DIE WELT IST SCHLECHT, ODER EINE ZÜRI-TUSSI MITTE 40 GEHT MIT DEM LEBEN UM. Ein satirischer Blick auf den alltäglichen Wahnsinn und die Luxusprobleme eines Lebens in der coolsten Stadt der Schweiz, geworfen von einer Frau, die mehr oder weniger fest mitten im Leben steht. Was Frau Bitterbös beschreibt, hat sie wirklich erlebt. Nicht nur in Zürich, sie blickt regelmässig über den eigenen Tellerrand hinaus. Und hat eine Katze namens Godzilla.
Sonntag, 4. September 2022
150 Sommerpause als Goldfisch
Mittwoch, 8. Juni 2022
149 Adieu, Goodbye, Auf Wiedersehen
Das schwarze Elend kam nicht mehr nach Hause.

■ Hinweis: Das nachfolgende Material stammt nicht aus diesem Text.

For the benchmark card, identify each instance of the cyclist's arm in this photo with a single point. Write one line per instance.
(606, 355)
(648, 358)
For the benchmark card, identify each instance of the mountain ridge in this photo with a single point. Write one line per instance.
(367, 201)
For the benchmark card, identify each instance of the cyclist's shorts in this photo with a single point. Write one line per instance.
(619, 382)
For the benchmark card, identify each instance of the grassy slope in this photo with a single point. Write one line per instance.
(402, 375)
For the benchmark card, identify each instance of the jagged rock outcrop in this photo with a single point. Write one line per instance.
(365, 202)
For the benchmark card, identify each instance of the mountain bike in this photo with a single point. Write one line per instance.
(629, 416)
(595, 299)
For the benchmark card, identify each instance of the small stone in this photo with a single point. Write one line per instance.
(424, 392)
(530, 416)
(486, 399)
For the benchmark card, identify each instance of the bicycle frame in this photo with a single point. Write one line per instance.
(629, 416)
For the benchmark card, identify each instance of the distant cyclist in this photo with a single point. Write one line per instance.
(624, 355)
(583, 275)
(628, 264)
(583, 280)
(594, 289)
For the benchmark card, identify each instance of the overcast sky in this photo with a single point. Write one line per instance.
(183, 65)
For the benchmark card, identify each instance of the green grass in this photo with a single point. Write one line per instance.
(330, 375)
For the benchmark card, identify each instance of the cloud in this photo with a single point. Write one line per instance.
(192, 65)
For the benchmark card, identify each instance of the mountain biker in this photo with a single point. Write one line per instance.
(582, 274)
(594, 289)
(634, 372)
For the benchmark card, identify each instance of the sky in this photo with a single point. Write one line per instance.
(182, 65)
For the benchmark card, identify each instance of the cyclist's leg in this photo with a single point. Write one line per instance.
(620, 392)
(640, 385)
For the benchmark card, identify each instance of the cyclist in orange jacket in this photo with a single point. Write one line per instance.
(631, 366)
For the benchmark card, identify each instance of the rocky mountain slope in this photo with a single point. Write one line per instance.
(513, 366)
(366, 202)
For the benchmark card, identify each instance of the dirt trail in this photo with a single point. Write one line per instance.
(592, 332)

Nicht, dass ich nicht noch genug Elend zu Hause hätte, nein.
Ich meine Godzilla.
Die erste Nacht ohne sie
Die ist ja jetzt neu Freigängerin. Allerdings hält sie sich immer nur recht kurz draussen auf und kommt regelmässig in die Wohnung zurück. Aber letzte Woche kam ich des Nachts nach Hause – und keine Katze weit und breit. Das ist erst mal nichts Ungewöhnliches. Ich stelle mich dann auf die Terrasse und rufe sie leise (um die Nachbarn nicht zu wecken und nicht als kompletter Creep abgestempelt zu werden, der zu später Stunde im Dunkeln nach einem asiatischen Riesenmonster schreit). Wenn Godzi mich hört oder hören will, dann kommt sie sofort und begrüsst mich. Vielleicht zieht sie danach weiter, aber wenigstens weiss ich dann, dass sie noch am Leben ist. Eine Art soziale Kontrolle. Als könnte sie zwischen zwei Kontrollen nicht sterben, aber egal. Manchmal kommt sie auch erst irgendwann nach meinem Rufen angelaufen, wenn ich längst wieder drinnen bin.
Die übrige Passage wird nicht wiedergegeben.